Wed, 09 Jan 2002

Semen Gresik workers hold strike to protest sale plan

The Jakarta Post, Gresik

Thousands of employees of the state-owned cement firm PT Semen Gresik held a massive strike on Tuesday in a bid to force the government to abandon plans to sell a controlling 51 percent stake in the company to Mexico's cement giant Cemex SA de CV.

The strike, which involved almost all employees in both the production and administration divisions, had resulted in losses of some Rp 1.85 billion (US$178,000) to the publicly-listed Semen Gresik, the country's largest cement maker with a combined daily output of 20,000 tons from two plants in East Java.

"The strike will be held only for one day as a warning to the government. But if it proceeds with the (sale) plan, we'll continue the strike," deputy chief of the Semen Gresik labor union Suaman Pratipto was quoted by Antara as saying.

The government was supposed to complete the sale plan late last year as part of the country's overall privatization program aimed at raising cash to help finance the 2001 state budget deficit.

But protests from various quarters, including politicians and informal leaders in West Sumatra and South Sulawesi, respectively the home base of PT Semen Padang and PT Semen Tonasa, two key units of Semen Gresik, forced the government to delay the sale plan.

The government now expects the divestment process to take place in January this year.

The privatization program, however, not only affects government finances but is also seen as a crucial measure for reviving the much needed confidence of foreign investors in the ailing economy.

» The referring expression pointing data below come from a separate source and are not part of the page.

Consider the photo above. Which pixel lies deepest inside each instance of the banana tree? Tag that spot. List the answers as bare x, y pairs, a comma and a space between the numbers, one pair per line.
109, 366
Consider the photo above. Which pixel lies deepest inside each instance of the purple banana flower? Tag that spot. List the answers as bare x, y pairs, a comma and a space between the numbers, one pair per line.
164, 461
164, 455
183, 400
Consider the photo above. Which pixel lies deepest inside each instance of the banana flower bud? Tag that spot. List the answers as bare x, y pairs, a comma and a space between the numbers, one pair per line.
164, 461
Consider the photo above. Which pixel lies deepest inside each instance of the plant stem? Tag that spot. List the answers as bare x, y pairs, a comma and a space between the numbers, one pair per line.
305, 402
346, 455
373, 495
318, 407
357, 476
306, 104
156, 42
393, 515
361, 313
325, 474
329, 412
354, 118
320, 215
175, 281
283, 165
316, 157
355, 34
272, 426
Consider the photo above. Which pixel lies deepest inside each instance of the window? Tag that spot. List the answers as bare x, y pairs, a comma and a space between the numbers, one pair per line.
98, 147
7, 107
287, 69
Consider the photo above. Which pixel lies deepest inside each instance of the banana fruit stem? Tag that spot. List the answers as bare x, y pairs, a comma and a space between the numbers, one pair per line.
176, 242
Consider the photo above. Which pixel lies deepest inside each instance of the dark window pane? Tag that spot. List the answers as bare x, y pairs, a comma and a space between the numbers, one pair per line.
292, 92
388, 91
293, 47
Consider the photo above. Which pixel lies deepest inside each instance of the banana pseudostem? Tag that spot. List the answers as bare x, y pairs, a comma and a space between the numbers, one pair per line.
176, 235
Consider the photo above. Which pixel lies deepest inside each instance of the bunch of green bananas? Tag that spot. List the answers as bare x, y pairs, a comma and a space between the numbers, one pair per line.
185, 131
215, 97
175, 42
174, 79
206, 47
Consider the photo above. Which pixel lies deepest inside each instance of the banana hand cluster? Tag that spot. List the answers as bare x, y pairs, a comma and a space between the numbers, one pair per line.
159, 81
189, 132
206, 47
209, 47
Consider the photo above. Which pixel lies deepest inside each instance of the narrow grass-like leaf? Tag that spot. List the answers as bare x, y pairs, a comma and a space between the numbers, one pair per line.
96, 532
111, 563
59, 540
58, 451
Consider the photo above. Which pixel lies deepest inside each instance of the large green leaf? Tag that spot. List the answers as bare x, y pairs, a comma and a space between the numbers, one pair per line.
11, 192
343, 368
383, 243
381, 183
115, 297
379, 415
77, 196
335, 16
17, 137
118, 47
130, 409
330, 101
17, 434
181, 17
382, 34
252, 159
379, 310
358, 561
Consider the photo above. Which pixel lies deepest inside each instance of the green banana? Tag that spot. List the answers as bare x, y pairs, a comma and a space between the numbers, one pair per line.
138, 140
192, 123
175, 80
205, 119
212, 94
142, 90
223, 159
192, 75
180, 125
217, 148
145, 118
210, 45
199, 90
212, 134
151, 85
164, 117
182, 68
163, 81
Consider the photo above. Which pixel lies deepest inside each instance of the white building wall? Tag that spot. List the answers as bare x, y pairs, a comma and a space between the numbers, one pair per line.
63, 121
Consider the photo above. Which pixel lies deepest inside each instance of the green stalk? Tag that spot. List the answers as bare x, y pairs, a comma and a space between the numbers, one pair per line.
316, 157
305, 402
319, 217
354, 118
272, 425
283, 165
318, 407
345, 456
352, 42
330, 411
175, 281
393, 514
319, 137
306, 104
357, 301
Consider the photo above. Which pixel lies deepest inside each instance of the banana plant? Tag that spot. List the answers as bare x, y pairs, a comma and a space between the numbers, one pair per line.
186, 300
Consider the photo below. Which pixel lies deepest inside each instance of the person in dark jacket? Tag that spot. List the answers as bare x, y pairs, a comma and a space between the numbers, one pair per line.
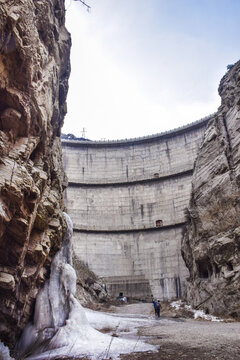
157, 308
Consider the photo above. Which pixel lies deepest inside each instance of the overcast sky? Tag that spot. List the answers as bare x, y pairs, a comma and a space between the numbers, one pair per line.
140, 67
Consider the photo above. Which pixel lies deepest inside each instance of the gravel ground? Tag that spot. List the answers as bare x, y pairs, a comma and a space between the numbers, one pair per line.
181, 338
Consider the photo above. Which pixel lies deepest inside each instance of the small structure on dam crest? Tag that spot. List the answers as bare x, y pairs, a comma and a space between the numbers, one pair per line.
127, 199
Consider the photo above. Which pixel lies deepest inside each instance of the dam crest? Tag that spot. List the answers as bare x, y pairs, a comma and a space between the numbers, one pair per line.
127, 200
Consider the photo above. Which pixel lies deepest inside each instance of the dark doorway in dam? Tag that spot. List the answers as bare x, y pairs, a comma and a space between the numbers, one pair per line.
159, 223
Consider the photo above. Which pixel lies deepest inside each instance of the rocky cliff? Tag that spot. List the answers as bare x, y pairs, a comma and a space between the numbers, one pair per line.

Another delay or the complete termination of the sale plan would only do further damage to investor confidence.

Tuesday's strike also involved employees of the Semen Gresik plant in Tuban, East Java.

The workers gathered in the main lobby of Semen Gresik headquarters in Gresik, East Java, displaying anti-privatization banners.

Suaman said that if the government sold the 51 percent stake in the publicly-listed Semen Gresik to the foreign company, the government would no longer have the power to control the cement supply on the domestic market and cement prices would soar.

Suaman said that the financial losses both to the company and the state would be much larger if the cement maker was sold to a foreign investor.

Meanwhile, a group of around 300 Semen Gresik employees are planning to stage a demonstration at the office of the State Minister of State Enterprises and the House of Representatives building to protest the privatization plan.

Antara said that the employees planned to pitch tents in front of the office building of the State Minister of State Enterprises until the government abandoned the sale plan.

"We are fighting to maintain state ownership of Semen Gresik, not to protect our own interests but for a much bigger interest, the state and the general public," Suaman said.

Some analysts, however, have said that the opposition to the privatization of Semen Gresik is being organized mainly by parties who fear a loss of their historical benefits and privileges if the company falls into the hands of a foreign investor like Cemex.

State-owned companies have long been treated as cash-cows by corrupt politicians and bureaucrats.

With the growing protest over the Semen Gresik privatization program, there have been concerns that Cemex might back down from the purchase plan.